Mientras la justicia descargaba toda su ira contra quienes defendieron y mantuvieron la democracia –frase célebre del coronel Plazas Vega, los terroristas han pasado de agache. Siguen sin ofrecer excusas por la barbarie que llevaron a cabo. Y han ido más allá: han concentrado todos sus esfuerzos en lograr que nuestros militares sean confinados en las cárceles que estaban reservadas para ellos.

Mucho se ha escrito sobre lo sucedido aquel 6 de noviembre. Claro está que el M-19 estaba haciéndole un mandado a Pablo Escobar. Había que prenderle fuego a los expedientes que contra él cursaban en la Corte Suprema precisamente el día que la sala constitucional discutía la legalidad del tratado de extradición suscrito entre Colombia y los Estados Unidos.

Era una Corte Suprema admirable. Los más excelsos juristas hacían parte de ella. Fueron hombres que a pesar de las amenazas de la mafia no pignoraron su criterio ni su moral. Preferían morir antes que entregarse a la voluntad del hampa. Cayeron víctimas de unas balas impregnadas de cocaína. Recordando el tristemente célebre de los extraditables, nuestros magistrados prefirieron una tumba en Colombia en aras de lograr que los narcos tuvieran una celda en los Estados Unidos.

Alfonso Plazas Vega, que era el comandante de la Escuela de Caballería recibió la orden de desplazarse en unos carros blindados al lugar de los hechos. Luego, la orden fue la de ingresar al Palacio de Justicia con el fin de crear un escudo que protegiera a los soldados que luchaban en el primer piso del recinto. Ordenes, todas fueron ordenes que Plazas cumplió obedientemente, seguramente signado por esa premisa del cuerpo castrense que dice que las “ordenes se cumplen o la milicia se acaba”.

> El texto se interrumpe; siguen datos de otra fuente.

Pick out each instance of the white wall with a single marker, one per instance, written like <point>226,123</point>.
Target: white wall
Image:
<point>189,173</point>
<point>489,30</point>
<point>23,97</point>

Cuando cesó la pesadilla, el heroico oficial tomó la carrera séptima hacia el norte de la capital colombiana. Durante el trayecto miles de bogotanos se botaron a las calles a aplaudirlo, a lanzarle vivas a un ejército que resultó victorioso en aquella triste jornada. Mujeres lanzándoles flores a los soldados, niños saludándolos blandiendo improvisadas banderitas con el tricolor nacional. Todo el pueblo emocionado entonaba el himno nacional al paso de nuestras tropas. Era el homenaje que merecían nuestros hombres.

¿Quién se iba a imaginar que 29 años después Plazas Vega y el general Arias Cabrales irían a estar condenados por la justicia? Colombia le pagó a nuestros oficiales con la moneda equivocada. En vez de cubrirlos de medallas, los llenamos de humillación. Colombia ha castigado con pruebas fantasiosas a quienes con todo valor impidieron que el M-19 y Pablo Escobar se tomaran el poder aquel 6 de noviembre de 1985.